18-21 year olds could be at greater risk of homelessness as Government announces plans to end housing support payments for people under 21.
On Friday, 3 March 2017, the Government laid out the regulations that will restrict 18 to 21 year olds from claiming the housing element of Universal Credit. The cuts were initially raised by David Cameron’s Government, with the plan being to force young unemployed people to live with their parents or pay their own rent. Many charities hoped the changes would be scrapped by new Prime Minister Theresa May.
The changes will apply only to claims for Universal Credit made after April 1. Exemptions are made for certain vulnerable groups including people who are responsible for a child or those who are unable to stay with their parents or partner.
Reacting to the announcement, Jon Sparkes, Chief Executive of Crisis, said:
The Government has made positive steps towards preventing homelessness in recent months, including pledging its full support for the Homelessness Reduction Bill. But these new benefits rules risk undermining the potential of the bill to tackle homelessness for young people.
We’re committed to working with the Government to deliver on its homelessness prevention agenda, but today’s announcement runs entirely counter to those aims and could have disastrous consequences. For many young people, the support they receive through the benefits system to pay their rent is the safety net that stops them from becoming homeless. Even at this eleventh hour, we urge the Government not to continue with this destructive policy.

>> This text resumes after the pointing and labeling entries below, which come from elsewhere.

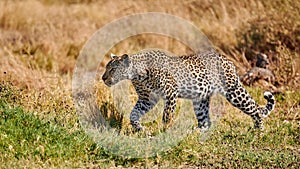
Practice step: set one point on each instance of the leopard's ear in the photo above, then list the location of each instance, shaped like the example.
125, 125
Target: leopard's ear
113, 56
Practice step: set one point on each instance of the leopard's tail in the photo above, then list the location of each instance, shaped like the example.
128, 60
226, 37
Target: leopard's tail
270, 105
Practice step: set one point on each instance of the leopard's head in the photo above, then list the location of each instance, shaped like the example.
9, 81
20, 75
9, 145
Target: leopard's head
117, 70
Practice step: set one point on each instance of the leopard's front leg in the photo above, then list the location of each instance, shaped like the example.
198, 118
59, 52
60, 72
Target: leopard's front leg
142, 106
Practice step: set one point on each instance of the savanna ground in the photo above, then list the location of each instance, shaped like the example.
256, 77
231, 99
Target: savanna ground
40, 41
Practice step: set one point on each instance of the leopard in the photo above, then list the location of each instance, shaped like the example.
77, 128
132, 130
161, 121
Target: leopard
156, 75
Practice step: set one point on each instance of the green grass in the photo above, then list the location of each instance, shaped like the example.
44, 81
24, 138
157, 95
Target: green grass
27, 140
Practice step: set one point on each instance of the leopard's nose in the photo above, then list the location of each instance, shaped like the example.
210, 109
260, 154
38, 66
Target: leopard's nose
104, 78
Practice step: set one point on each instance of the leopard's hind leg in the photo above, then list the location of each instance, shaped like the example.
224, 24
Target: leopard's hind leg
240, 98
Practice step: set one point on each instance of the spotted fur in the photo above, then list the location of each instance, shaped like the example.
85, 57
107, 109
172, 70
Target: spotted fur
155, 75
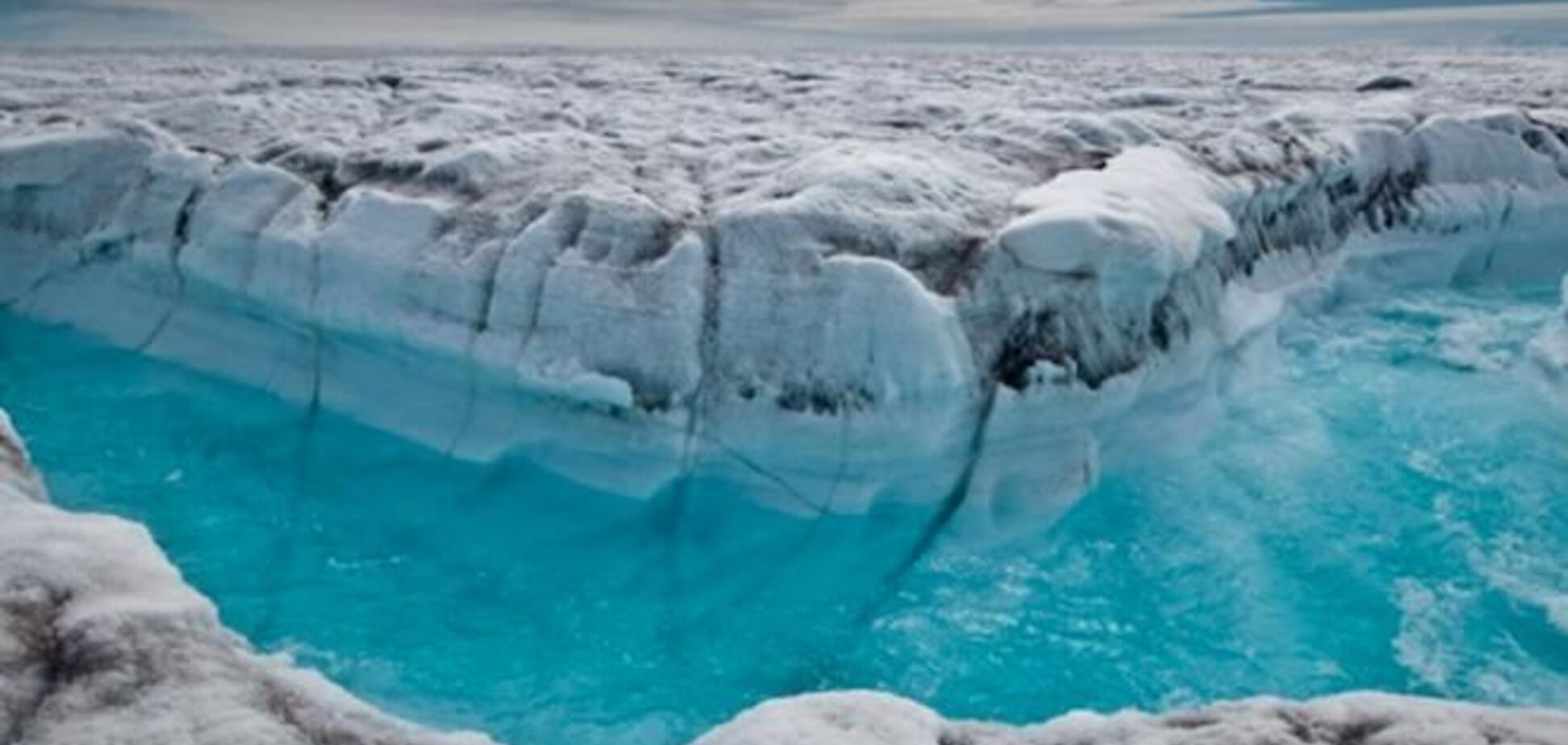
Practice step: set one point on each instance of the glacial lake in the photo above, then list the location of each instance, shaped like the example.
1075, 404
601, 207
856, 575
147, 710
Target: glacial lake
1382, 502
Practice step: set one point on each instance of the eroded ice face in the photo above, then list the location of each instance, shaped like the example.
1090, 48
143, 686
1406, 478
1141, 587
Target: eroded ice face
1378, 506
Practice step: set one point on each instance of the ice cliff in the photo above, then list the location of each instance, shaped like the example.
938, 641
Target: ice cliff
828, 280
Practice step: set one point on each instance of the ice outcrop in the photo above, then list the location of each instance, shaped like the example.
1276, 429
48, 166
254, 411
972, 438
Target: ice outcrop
935, 280
102, 642
878, 718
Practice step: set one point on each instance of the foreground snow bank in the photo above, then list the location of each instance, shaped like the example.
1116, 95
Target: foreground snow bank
878, 718
102, 642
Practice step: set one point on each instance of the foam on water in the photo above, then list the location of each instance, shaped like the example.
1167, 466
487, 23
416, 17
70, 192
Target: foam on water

A spokesperson from the Department for Work and Pensions defended the changes, stating:
We want to make sure that 18 to 21-year-olds do not slip straight into a life on benefits, which is why we are helping young people get the training, skills and experience they need to move into a job and build a career
This Government is delivering on its commitment to ensure young people in the benefit system face the same choices as young people who work but may not be able to afford to leave home.